C’est à l’occasion d’un de ces voyages qu’il se rendit dans sa ville natale. Ce comportement montre que sa rupture avec sa famille était définitive. Cependant sa mère et ses frères ne se résignèrent pas pour autant à cette séparation, puisqu’aussitôt renseignés sur sa demeure ils vinrent à Capharnaüm pour « le chercher ».
Suivons la narration de Marc. « Survinrent sa mère et ses frères qui, se tenant dehors, l’envoyèrent appeler. La foule était assise autour de lui et on lui dit : voici, ta mère et tes frères sont dehors et te demandent. Et il répondit : qui est ma mère et qui sont mes frères ? Puis, jetant les regards sur ceux qui étaient assis autour de lui, voici, dit-il, ma mère et mes frères. Car quiconque fait la volonté de Dieu, celui-là est mon frère, ma sœur et ma mère » (Mc 3:31-35).

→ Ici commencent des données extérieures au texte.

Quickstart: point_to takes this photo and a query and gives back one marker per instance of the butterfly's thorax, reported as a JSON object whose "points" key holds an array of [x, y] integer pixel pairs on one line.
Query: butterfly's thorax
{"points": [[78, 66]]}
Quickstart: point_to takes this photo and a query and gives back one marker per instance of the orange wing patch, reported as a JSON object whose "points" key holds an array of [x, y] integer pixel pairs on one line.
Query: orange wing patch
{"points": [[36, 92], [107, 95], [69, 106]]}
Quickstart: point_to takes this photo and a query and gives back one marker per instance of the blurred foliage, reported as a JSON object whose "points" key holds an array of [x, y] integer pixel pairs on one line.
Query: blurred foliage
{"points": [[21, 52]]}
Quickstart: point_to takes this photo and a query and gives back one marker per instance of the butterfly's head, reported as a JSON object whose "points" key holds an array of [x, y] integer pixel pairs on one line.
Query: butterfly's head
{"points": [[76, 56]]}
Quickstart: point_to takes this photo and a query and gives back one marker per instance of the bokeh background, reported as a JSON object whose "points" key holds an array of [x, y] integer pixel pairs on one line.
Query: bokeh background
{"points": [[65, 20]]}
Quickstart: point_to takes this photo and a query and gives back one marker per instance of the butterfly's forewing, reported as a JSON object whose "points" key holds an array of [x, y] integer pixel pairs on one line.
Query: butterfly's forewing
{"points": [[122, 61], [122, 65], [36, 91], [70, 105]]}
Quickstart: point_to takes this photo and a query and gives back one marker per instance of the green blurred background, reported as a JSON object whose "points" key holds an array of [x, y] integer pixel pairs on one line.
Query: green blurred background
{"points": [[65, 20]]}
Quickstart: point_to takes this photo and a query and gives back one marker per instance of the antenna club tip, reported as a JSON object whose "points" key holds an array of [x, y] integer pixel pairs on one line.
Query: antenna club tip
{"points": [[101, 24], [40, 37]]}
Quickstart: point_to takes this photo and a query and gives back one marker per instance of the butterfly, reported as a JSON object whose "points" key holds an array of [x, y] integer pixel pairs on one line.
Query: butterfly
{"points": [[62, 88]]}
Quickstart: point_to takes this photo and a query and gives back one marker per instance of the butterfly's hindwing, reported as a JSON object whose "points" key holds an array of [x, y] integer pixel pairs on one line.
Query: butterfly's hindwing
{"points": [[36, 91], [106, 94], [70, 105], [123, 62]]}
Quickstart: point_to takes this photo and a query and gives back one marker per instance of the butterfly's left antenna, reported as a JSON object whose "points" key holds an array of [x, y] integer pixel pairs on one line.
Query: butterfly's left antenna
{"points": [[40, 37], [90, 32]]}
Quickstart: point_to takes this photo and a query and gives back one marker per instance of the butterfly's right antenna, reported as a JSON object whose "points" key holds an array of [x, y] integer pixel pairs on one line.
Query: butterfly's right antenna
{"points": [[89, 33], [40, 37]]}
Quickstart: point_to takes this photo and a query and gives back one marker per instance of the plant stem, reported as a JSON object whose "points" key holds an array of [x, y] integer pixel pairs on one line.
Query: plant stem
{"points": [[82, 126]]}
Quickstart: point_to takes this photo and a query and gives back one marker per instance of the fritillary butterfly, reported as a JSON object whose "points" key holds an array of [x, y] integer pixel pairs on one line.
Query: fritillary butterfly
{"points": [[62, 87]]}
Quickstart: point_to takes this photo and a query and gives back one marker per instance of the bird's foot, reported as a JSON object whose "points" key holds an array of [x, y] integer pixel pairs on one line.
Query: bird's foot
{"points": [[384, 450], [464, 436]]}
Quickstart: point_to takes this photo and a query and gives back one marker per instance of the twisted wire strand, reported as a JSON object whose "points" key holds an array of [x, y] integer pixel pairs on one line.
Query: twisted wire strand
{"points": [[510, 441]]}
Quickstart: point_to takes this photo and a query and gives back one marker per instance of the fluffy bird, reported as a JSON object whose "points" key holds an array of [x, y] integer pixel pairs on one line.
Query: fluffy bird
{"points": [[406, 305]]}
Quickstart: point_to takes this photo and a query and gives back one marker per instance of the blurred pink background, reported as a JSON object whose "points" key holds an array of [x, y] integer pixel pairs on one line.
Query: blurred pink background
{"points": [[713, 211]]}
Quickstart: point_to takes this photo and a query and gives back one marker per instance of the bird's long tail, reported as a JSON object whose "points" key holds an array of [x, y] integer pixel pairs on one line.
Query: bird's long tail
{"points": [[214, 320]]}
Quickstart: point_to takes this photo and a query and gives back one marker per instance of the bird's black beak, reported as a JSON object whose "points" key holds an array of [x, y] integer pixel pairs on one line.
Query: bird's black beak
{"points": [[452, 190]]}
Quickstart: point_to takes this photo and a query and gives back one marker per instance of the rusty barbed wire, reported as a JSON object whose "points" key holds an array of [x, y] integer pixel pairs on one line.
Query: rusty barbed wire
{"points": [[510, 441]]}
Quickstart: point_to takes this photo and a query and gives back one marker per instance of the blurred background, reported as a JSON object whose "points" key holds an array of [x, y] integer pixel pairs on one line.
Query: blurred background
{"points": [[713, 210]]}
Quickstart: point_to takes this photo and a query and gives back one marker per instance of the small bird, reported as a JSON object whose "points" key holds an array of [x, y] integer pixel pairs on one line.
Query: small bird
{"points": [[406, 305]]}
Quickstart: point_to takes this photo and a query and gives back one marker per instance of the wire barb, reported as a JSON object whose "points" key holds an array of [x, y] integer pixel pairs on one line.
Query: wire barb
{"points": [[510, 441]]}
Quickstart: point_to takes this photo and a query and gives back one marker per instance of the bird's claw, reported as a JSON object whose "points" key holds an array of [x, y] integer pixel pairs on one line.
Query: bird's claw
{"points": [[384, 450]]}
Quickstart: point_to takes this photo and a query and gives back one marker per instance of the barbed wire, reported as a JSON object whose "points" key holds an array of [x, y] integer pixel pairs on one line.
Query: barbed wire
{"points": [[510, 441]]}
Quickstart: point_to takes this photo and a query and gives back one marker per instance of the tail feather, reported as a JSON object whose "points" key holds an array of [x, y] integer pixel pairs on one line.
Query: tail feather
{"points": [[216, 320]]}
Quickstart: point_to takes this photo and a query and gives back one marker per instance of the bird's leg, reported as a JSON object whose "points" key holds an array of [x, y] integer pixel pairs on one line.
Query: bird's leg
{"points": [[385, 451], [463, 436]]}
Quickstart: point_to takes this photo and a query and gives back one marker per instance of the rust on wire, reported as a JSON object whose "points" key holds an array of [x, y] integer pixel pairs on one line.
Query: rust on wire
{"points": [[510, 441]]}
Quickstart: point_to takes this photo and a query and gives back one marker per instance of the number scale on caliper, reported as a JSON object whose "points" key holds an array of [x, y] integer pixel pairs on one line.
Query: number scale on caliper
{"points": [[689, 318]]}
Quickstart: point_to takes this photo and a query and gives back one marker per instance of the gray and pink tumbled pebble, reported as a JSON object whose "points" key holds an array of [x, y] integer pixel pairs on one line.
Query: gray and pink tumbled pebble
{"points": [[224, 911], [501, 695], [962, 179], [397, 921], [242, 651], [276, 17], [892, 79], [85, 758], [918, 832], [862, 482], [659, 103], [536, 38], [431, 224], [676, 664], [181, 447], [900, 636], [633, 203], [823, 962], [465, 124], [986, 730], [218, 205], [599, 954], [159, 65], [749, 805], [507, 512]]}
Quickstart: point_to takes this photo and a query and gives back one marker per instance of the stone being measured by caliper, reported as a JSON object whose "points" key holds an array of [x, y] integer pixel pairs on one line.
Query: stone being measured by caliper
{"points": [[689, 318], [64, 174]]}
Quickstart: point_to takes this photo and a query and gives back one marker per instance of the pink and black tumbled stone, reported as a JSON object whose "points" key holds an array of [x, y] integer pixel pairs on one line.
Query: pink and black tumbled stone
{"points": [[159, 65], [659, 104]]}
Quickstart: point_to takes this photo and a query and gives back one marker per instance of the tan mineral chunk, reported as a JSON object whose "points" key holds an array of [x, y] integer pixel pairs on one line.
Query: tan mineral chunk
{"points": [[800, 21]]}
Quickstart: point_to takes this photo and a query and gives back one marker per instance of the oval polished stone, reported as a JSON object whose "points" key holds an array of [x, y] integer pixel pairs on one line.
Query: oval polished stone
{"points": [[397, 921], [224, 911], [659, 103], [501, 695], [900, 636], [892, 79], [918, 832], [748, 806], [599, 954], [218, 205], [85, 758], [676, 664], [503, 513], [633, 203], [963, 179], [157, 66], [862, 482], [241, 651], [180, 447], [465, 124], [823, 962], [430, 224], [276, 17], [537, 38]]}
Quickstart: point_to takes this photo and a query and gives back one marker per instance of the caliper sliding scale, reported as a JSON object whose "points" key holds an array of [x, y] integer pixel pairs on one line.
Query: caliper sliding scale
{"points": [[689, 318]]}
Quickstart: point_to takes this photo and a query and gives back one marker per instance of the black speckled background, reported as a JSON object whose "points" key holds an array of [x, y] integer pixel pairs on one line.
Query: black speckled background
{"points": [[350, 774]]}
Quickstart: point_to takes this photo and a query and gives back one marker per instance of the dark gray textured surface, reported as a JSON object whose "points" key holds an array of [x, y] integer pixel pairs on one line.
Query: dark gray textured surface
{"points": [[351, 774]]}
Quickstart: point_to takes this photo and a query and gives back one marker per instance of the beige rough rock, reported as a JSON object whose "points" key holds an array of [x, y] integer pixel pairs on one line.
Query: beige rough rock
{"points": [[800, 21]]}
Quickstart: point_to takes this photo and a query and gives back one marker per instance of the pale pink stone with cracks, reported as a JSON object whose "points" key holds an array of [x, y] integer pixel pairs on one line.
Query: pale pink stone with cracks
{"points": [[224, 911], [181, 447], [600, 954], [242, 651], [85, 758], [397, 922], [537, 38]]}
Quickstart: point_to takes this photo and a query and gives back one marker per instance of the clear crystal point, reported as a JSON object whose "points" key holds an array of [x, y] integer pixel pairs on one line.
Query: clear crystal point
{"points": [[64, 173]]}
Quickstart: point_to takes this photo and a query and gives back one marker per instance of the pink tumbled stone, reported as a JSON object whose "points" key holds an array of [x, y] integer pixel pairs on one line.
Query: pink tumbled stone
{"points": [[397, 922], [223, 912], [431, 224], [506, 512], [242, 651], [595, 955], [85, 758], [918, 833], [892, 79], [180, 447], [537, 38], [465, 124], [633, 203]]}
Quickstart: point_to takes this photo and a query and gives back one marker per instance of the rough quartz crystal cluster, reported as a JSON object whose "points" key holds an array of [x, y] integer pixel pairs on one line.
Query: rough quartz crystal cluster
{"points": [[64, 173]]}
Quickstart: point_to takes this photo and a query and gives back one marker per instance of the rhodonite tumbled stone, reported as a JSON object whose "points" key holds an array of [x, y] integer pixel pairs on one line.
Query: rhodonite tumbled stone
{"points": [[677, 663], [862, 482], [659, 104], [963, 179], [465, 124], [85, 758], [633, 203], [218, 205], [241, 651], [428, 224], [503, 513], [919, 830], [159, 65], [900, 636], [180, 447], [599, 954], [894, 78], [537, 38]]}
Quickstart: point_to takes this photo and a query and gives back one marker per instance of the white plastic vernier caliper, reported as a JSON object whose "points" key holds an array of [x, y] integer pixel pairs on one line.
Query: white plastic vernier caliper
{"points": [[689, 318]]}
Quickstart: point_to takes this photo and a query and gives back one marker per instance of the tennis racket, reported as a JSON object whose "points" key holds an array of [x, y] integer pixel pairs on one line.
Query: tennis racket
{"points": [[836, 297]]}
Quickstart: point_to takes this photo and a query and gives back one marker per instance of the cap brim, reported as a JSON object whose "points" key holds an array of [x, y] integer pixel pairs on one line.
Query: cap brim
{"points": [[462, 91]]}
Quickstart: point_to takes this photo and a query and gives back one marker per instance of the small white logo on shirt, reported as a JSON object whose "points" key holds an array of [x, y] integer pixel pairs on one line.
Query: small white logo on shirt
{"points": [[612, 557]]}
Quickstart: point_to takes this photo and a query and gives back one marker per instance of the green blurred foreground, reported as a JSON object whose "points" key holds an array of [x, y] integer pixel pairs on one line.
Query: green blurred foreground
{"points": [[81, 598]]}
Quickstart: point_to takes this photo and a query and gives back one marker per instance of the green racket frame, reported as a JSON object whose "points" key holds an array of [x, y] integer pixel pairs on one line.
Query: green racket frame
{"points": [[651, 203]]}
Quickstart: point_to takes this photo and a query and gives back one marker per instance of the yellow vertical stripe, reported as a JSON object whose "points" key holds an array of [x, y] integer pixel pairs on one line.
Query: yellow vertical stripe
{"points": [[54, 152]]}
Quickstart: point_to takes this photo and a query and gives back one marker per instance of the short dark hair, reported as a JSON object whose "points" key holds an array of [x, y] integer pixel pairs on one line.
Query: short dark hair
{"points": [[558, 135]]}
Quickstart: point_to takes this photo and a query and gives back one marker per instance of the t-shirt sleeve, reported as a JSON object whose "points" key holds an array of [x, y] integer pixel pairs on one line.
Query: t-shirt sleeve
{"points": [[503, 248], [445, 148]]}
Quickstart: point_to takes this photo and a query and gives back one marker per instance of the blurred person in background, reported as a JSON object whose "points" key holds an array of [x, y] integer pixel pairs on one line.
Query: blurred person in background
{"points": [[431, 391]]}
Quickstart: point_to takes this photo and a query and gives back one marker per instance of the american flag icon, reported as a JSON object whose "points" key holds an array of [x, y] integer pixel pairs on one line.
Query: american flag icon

Attitude dure, intransigeante, qui apparaît à peine croyable ! Car, s’il est vrai que Jésus s’était définitivement séparé de sa famille, on aurait espéré de sa part quelques signes de bienveillance et de compréhension puisque les siens s’étaient rendus chez lui et ne montraient, à première vue, d’autre intention que de renouer les relations avec lui.
Matthieu précise qu’ils étaient venus pour « parler avec lui » (Mt 12:46). Dans une situation de rupture, se parler voulait signifier éclaircir la mésentente pour parvenir à la réconciliation. Plus sensible que Matthieu aux relations familiales, Luc affirme qu’ils voulaient « le voir » (Lc 8:20). Ce verbe pourrait indiquer leur souffrance de ne plus l’avoir avec eux, et aussi leur certitude que, pour s’unir à nouveau, il aurait suffi de se voir. Or, insensible à cet appel, Jésus n’a pas voulu les voir, et pourtant il y avait là sa mère !
Ne bougeant pas du lieu où il se trouvait et jetant des regards autour de lui comme pour s’y fixer, il lance une interrogation que Luc n’a pas osé inscrire dans son évangile, tant elle lui paraissait étrange et en contradiction avec ce milieu familial dans lequel il avait fait naître et grandir Jésus. Dès lors son récit est sans cohérence.
Jésus aurait profité de cette occasion pour proclamer un logion sur l’écoute de « la parole », sans se soucier que sa mère et ses frères l’attendaient, son attitude est tout à fait étrange !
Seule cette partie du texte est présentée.